[09]

3.2K 339 13
                                    

Insya Allah update tiap hari, kecuali kemaren post 2 bab karena kemarennya gak sempat UP.

Kasev bakalan tamatkan ini, lalu akan ada cerita baru. Series dari Status Gantung. Ikutin juga yaaa nanti. Postnya tanggal 14 Februari. 😆😆

Yokk ramekaaan lapak ini. 🤗🤗

***

Selama tiga minggu di Bandung, tidak sekali pun Hino menghubungi istrinya. Meski kelihatannya Hino kembali bebas seperti sebelumnya, hati Hino selalu resah memikirkan Tania. Jika Hino pikirkan lagi, dia tidak tahu apa yang membuat perasaannya tidak tenang.

Menikah di usia muda, tidak pernah terbayangkan dalam pikiran Hino. Apalagi perempuan yang ia nikahi tiga tahun lebih tua dibandingkan Hino. Hino akui dirinya bukankah lelaki baik-baik. Hino sering menyakiti hati wanita. Hino sering membuat mereka patah hati. Tetapi untuk Tania, Hino tidak sanggup membayangkan masa depan gadis itu hancur hanya karena kesalahan semalam yang mereka lakukan. Karena itulah, Hino menikahi Tania. Apalagi kedua orang tuanya percaya kepada Tania.

Saat melamar Tania kepada Aldy dan Lafila waktu itu, Hino menyadari bahwa Tania telah menautkan hatinya kepada lelaki lain. Tania kelihatan pasrah dalam sakitnya menerima segala keputusan.

“Kalau dia masih berhubungan dengan pacarnya selama aku di sini bagaimana?”

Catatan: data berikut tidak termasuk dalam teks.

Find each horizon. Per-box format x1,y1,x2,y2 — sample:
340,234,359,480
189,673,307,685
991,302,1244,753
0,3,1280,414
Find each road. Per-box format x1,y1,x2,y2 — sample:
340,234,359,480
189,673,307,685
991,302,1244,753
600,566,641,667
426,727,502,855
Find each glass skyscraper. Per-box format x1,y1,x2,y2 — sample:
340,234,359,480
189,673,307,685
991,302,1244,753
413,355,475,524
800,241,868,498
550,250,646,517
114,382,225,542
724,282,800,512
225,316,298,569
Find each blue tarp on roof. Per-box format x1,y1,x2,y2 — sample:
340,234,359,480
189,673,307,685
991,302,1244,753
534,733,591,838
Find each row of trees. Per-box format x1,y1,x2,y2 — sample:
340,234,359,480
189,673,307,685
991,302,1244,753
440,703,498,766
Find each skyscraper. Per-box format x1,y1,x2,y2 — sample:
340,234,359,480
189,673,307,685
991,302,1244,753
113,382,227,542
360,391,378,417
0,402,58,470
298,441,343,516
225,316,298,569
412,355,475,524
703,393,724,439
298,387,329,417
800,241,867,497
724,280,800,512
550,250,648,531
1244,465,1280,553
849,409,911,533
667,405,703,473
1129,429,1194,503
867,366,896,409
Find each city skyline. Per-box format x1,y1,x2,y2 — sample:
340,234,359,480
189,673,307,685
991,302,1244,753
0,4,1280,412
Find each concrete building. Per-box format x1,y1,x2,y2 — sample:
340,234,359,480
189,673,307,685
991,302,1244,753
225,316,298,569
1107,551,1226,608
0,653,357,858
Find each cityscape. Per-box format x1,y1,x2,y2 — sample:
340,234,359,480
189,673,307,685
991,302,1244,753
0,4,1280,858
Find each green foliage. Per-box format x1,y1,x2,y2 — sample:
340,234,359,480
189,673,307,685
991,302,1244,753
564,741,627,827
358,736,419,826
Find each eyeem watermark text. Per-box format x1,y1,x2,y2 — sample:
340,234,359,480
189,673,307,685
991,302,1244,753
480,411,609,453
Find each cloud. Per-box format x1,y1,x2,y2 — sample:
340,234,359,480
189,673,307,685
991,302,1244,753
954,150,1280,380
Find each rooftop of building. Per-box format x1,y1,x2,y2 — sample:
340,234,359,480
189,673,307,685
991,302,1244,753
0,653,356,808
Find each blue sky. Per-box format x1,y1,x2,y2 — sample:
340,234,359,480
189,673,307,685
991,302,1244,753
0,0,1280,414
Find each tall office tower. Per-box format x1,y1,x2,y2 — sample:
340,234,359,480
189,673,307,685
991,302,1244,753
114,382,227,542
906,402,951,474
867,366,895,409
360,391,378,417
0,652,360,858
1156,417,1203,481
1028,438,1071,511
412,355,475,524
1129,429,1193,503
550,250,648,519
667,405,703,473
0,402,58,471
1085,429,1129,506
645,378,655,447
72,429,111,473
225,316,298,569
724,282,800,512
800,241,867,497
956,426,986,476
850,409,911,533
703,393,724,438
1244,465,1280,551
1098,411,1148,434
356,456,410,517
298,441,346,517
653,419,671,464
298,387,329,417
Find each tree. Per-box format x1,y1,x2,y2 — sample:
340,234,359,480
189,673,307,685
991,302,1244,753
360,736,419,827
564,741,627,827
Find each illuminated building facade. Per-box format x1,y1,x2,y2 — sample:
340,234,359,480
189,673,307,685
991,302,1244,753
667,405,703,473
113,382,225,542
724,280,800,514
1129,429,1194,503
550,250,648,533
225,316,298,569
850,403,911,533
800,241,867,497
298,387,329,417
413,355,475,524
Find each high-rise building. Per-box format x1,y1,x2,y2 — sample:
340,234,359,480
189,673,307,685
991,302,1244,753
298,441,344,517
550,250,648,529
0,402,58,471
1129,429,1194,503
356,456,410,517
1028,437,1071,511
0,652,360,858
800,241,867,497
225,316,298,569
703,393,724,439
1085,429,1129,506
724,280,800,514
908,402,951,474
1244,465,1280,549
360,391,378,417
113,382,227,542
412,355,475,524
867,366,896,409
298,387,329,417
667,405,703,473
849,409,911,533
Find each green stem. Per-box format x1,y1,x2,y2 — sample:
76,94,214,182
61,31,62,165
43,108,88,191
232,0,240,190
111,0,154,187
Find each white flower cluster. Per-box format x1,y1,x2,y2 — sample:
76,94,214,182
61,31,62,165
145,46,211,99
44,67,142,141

Pikiran itu tiba-tiba melintas di benak Hino. Meskipun Tania secara sah adalah milik Hino, namun hati Tania bukanlah milik Hino begitu pula sebaliknya. Jika Tania masih bertemu dengan kekasihnya, bukankah itu sama saja tidak menghargai tali pernikahan? Walaupun tanpa cinta, pernikahan mereka tetaplah sakral.

“Siapa lelaki itu?” pikir Hino.

“Kusut amat muka kamu?”

“Lo kata muka gue baju elo!” jawab Hino ketus.

“Sotoy ... Baju gue licin gini,” sanggah Nagita. “Tumben banget kamu rajin ke kampus. Mau cepat tamat?” sindir Nagita.

“Ya. Gue pengen cepat keluar dari sini,” sambung Hino.

“Eah udah memikirkan masa depan nih?” goda Nagita menoel-noel pipi Hino.

Ringtone maju mundur cantik menghentikan obrolan tak penting mereka. Hino melirik Nagita yang memasang senyum dua belas senti lalu merogoh ponsel dalam kantong ranselnya.

“Kak Gio, ada apa, ya?” gumam Nagita.

“Halo,” Nagita melirik Hino yang ingin meninggalkannya untuk menahan Hino.

“Aku di Bandung, Kak.”

“Apa?”

“Kak Gio jangan bercanda deh! Nggak mungkin. Aku tahu kalau Kak Tania mencintai Kak Gio. Dan kalau memang benar kenapa aku nggak tahu?”

“Hah! Bunda nggak tahu apa-apa?”

“Ha-halo, Kak Gio.”

Selama Nagita berbicara dengan orang di telepon, jantung Hino berdetak hebat. Tania yang dimaksud Nagita sudah pasti istri Hino. Lalu yang berbicara di telepon pasti pacar Tania.

“Hoi!”

Nagita melambai-lambaikan tangannya di wajah Hino.

“Siapa yang telepon?” tanya Hino datar seolah tidak peduli. Padahal yang di dalam sudah tidak sabar untuk mendengarkan.

“Pacar Kak Tania,” jawab Nagita.

“Oooh.”

Hino berusaha menahan rasa penasarannya mendengar kisah cinta istrinya. Ego Hino lebih tinggi saat ini daripada rasa ingin tahunya.